Fig. 2: Predictions of the interannual variability of the Amazon and Congo rivers based on observed and model-simulated sea surface temperatures compared with climatology.
From: Explainable deep learning for insights in El Niño and river flows

River flow ground truth observations (black) and predictions using different predictors from January 2003 to December 2005 for Amazon (a) and Congo (b) iver. The predictors are mean Niño 3.4 calculated from 32 Earth System Models (ESM) (ESM Mean Niño 3.4), Niño 3.4 calculated from each of 32 ESMs (ESM Niño 3.4), Niño 3.4 index from NOAA (Niño 3.4), Niño 3.4 calculated from 3 reanalysis (Reanalysis Mean Niño 3.4), Niño 3.4 calculated from each of 3 Reanalysis (Reanalysis Niño 3.4), Niño 3.4 anomaly (Niño 3.4 index calculated by NOAA from HadISST1), sea surface temperature (SST) from 32 ESMs (ESM SST, light purple) and SST from 3 reanalysis (Reanalysis SST, gray).

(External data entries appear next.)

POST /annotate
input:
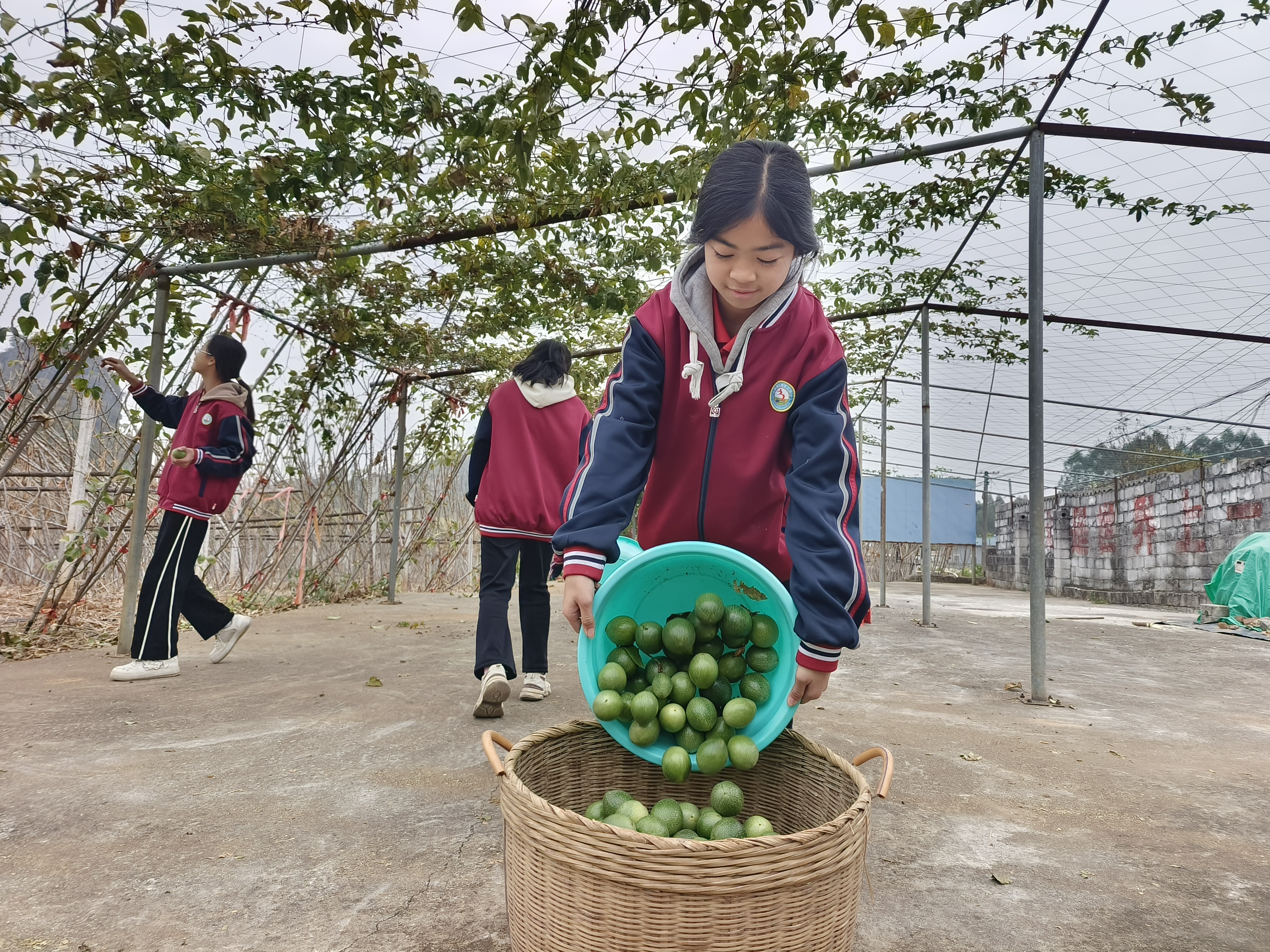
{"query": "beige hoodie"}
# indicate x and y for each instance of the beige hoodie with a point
(540, 395)
(232, 393)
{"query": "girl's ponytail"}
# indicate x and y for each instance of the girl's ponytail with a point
(248, 408)
(756, 177)
(230, 356)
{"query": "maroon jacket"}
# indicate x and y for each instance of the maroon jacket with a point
(524, 456)
(755, 451)
(216, 427)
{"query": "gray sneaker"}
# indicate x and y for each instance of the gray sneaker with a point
(228, 638)
(495, 691)
(536, 687)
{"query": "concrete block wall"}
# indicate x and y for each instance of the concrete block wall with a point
(1155, 541)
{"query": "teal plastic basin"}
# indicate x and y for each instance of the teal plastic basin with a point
(627, 550)
(666, 580)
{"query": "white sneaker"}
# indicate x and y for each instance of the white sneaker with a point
(495, 691)
(141, 671)
(535, 687)
(228, 638)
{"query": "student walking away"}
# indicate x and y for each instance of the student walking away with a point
(728, 408)
(213, 448)
(525, 454)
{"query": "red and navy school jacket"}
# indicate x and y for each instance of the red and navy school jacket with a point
(223, 440)
(773, 474)
(522, 459)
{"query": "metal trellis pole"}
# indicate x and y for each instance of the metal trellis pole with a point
(398, 479)
(145, 468)
(882, 513)
(987, 521)
(1037, 413)
(926, 468)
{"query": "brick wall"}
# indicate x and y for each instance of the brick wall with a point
(1155, 541)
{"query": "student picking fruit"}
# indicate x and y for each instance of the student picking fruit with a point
(213, 447)
(728, 411)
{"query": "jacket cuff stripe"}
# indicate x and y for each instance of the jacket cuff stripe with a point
(585, 557)
(584, 562)
(818, 658)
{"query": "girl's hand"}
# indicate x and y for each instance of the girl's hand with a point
(808, 686)
(579, 592)
(121, 371)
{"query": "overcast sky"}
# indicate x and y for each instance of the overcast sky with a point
(1100, 263)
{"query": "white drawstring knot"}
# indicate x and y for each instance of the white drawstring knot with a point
(694, 368)
(730, 382)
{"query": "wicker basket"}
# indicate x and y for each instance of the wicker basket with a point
(575, 885)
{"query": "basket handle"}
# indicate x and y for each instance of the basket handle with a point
(888, 767)
(490, 739)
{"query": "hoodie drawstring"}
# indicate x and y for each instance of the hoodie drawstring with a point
(730, 382)
(694, 368)
(727, 382)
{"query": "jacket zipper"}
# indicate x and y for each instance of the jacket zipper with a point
(705, 471)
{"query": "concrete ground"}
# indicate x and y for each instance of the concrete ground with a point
(276, 801)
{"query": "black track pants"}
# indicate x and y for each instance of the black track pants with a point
(171, 589)
(497, 574)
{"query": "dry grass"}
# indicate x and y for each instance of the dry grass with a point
(96, 623)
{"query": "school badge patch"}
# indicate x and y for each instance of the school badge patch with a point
(782, 397)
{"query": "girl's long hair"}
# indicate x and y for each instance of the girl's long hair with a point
(230, 356)
(548, 364)
(756, 177)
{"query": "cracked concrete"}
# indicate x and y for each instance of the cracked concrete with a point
(276, 801)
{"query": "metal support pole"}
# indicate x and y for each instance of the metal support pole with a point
(398, 478)
(1037, 413)
(926, 468)
(145, 468)
(987, 521)
(882, 514)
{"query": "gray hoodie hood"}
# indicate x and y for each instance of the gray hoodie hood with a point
(540, 395)
(693, 296)
(233, 393)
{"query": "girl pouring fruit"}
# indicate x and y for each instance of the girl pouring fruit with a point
(728, 411)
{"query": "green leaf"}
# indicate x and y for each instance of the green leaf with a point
(133, 21)
(469, 15)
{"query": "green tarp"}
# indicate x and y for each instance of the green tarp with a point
(1242, 582)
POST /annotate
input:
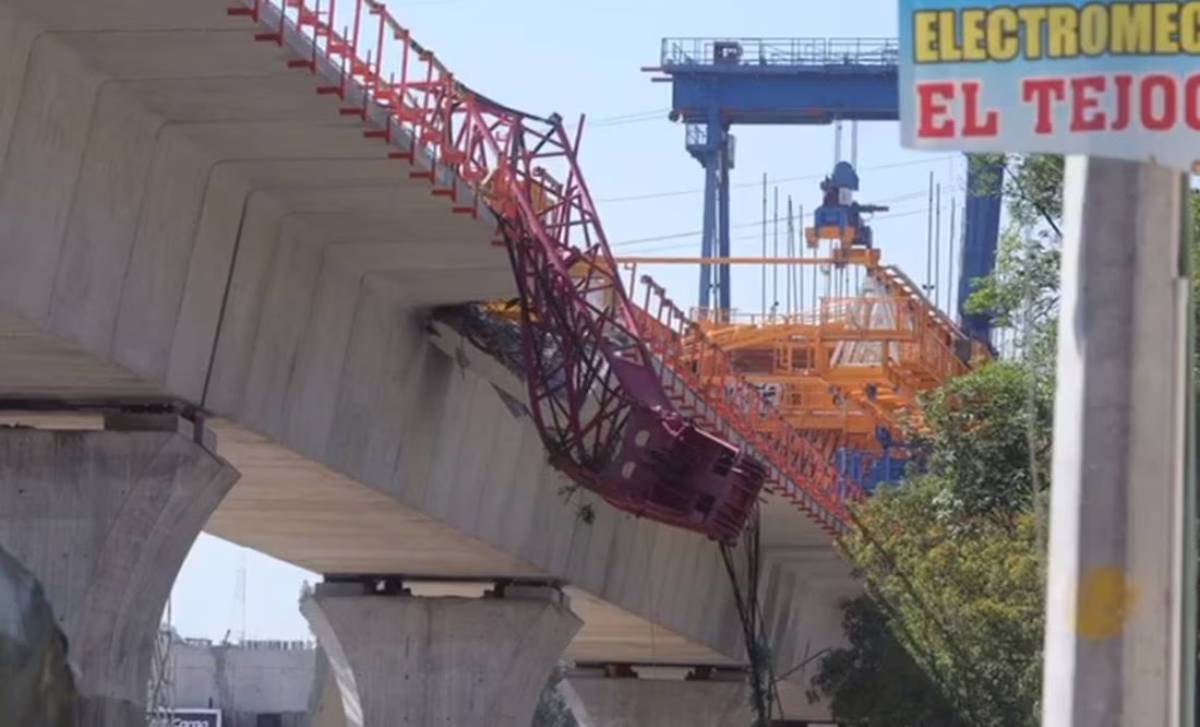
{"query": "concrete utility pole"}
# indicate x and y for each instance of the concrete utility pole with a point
(1121, 583)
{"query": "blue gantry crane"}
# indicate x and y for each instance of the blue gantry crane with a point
(721, 82)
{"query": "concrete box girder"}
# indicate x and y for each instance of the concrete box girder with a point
(277, 270)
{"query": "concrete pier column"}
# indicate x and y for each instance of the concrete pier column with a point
(103, 520)
(406, 660)
(673, 702)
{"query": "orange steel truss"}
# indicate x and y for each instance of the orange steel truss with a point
(593, 358)
(846, 371)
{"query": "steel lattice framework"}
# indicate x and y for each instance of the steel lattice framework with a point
(594, 386)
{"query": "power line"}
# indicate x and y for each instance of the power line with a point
(755, 223)
(775, 181)
(741, 238)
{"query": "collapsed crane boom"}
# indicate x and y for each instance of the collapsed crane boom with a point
(594, 390)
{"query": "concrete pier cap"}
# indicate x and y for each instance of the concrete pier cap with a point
(105, 520)
(405, 659)
(661, 696)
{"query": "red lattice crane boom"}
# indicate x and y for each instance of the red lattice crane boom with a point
(595, 391)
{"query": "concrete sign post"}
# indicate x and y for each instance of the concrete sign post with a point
(1119, 82)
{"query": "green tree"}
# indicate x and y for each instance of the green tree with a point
(949, 631)
(875, 680)
(952, 562)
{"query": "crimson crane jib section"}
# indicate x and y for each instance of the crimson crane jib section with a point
(595, 395)
(718, 83)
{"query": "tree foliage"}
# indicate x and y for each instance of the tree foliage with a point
(952, 564)
(949, 631)
(875, 682)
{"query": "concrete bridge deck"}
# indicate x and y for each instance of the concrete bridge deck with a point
(183, 217)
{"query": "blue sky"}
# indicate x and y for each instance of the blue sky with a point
(585, 56)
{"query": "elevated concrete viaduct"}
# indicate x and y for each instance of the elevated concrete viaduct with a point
(184, 220)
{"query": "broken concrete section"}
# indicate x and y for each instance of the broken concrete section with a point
(406, 660)
(105, 520)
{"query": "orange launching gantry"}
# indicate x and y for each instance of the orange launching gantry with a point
(849, 372)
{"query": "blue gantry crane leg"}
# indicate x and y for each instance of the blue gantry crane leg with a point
(718, 83)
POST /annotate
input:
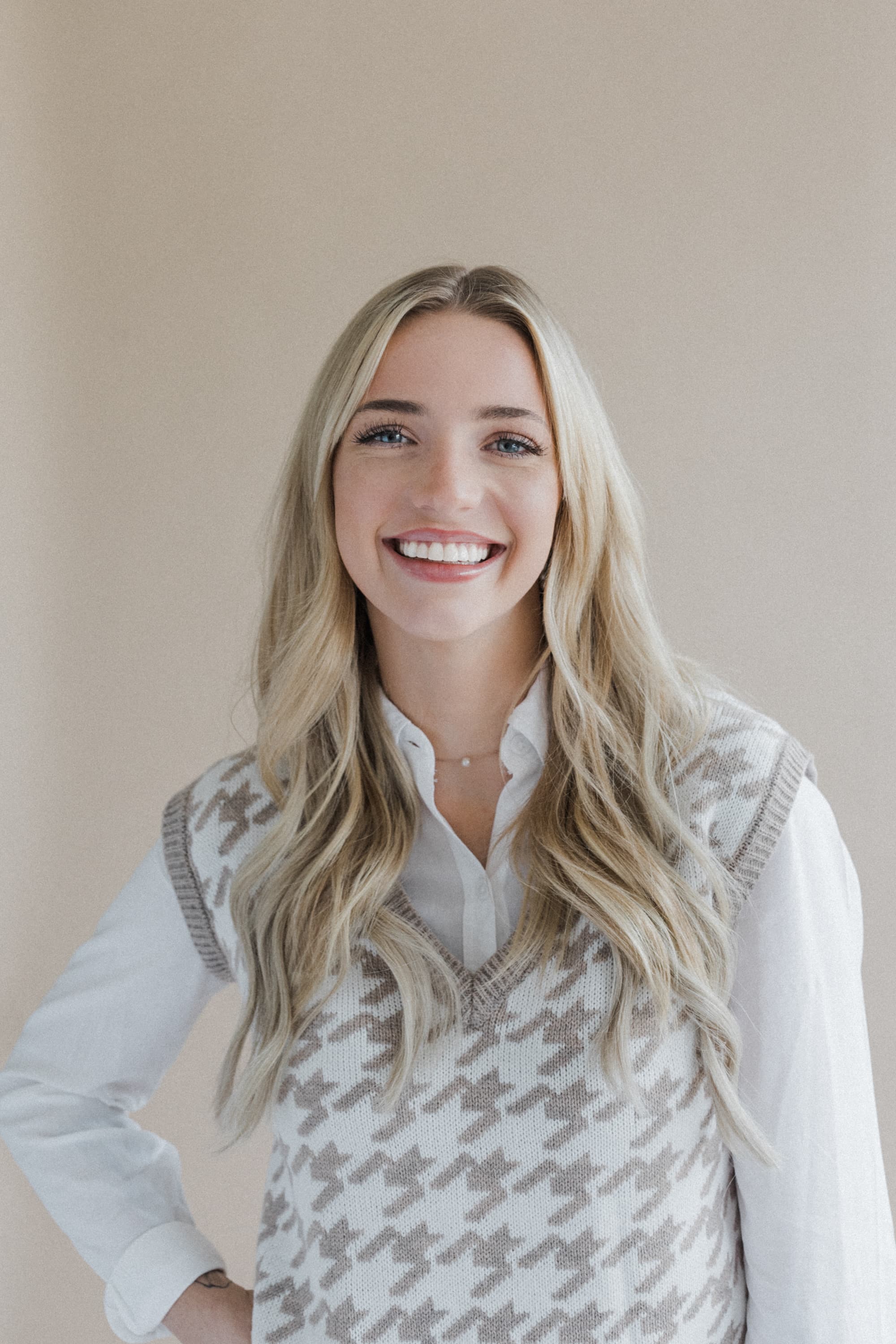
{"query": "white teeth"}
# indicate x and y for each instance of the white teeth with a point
(449, 554)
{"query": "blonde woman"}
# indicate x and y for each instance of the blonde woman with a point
(548, 944)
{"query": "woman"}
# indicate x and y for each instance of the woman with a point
(548, 945)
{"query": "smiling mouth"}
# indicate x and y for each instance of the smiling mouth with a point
(449, 553)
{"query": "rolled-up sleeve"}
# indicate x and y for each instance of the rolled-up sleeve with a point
(818, 1232)
(93, 1051)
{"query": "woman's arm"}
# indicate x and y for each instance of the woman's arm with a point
(95, 1050)
(818, 1233)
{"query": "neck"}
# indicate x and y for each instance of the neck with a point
(460, 693)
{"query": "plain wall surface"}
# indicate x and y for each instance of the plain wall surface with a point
(198, 197)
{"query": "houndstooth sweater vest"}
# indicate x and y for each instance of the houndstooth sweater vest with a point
(512, 1195)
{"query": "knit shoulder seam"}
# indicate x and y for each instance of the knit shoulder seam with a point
(175, 832)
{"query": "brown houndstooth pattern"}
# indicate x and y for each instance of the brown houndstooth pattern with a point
(512, 1195)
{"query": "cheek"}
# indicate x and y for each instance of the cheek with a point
(358, 514)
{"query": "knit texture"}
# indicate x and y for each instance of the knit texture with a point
(512, 1195)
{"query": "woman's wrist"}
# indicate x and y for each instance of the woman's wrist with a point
(213, 1311)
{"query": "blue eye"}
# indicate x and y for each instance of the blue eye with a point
(381, 435)
(521, 447)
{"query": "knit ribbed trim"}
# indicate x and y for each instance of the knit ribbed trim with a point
(755, 849)
(484, 991)
(175, 834)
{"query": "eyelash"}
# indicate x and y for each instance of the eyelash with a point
(530, 447)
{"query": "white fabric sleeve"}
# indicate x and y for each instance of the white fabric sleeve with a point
(95, 1050)
(817, 1233)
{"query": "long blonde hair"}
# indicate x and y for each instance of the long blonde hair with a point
(599, 828)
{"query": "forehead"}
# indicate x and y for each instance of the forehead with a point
(458, 358)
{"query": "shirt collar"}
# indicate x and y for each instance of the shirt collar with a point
(530, 718)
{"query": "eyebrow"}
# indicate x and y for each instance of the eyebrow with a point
(390, 404)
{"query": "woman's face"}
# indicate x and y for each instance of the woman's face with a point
(445, 482)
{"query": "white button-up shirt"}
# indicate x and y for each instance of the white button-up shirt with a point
(472, 909)
(818, 1234)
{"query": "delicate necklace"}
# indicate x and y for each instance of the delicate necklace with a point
(465, 761)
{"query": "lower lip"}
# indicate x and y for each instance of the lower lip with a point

Seasonality was subsequently added to the predictions of river flow anomaly based on Niño 3.4 anomaly to generate absolute river flow. The brown line is the historical average prediction result. For models using El Niño–Southern Oscillation (ENSO) index as predictor, we applied six models [linear regression, ridge regression, elastic net regression, random forest regression and deep neural network regression] and use their ensemble as the final prediction. The shaded areas are 1 standard deviation for ensemble methods and historical averaging.